Live audio to remote studios

For remote contributions, outside broadcasts and more.

Low resolution image of a CDQ Prima 110 ISDN codec

Suddenly everything
is software

We’ve a solid background in using hardware and we love it. But the journey to software offers unrivaled flexibility and ease of use.

Be on that journey with the experts you can trust.

Bush and Richie

Absolute Radio logo
Live radio
Absolute

Lewis Capaldi The Musical

Lewis Capaldi album cover
Social Media
BBC

The Scout Show

The Scout Show logo
Radio
Scouts Victoria

The Rhod Casts

The Rhod Casts artwork
Podcast
Rhod Sharp

Jamie and Spencer

6 Degrees logo
Podcast
BBC Radio 1

The Hit List

Emma Jo podcast cover
Podcast
Emma Jo

Complete flexibility for radio broadcasters

You, the studio operator
Screenshot of Cleanfeed user interface
Runs in your browser Make a recording Remote guests & co-hosts

Case study

And then the practical realities surface. Private videos are private for reasons: consent, commercial control, copyright, or safety. Tools that ignore those boundaries risk causing harm. There are legal frameworks in many jurisdictions protecting copyrighted material and privacy; platform terms of service commonly forbid unauthorized downloading. The line between scholarly archiving, personal backup, and illicit reproduction is thin and context-dependent.

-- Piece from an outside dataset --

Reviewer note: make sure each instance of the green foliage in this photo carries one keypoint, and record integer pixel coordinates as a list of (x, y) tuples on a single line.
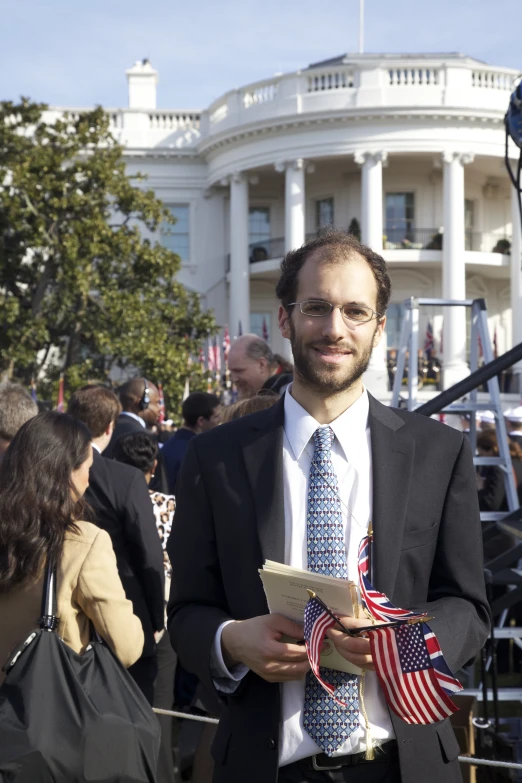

The cycle surrounding such downloaders is instructive about how digital ecosystems evolve. First comes demand: someone wants a copy. Then supply: a developer builds a scraper or a downloader that can bypass restrictions or replicate authenticated sessions. Then distribution: the tool spreads through forums, social platforms, and repositories. Finally — and crucially — there is adaptation: platforms patch, legal frameworks respond, and users pivot to newer methods. This back-and-forth is the choreography of an arms race between convenience and control, between users’ desire for autonomy and platforms’ need to protect content and privacy.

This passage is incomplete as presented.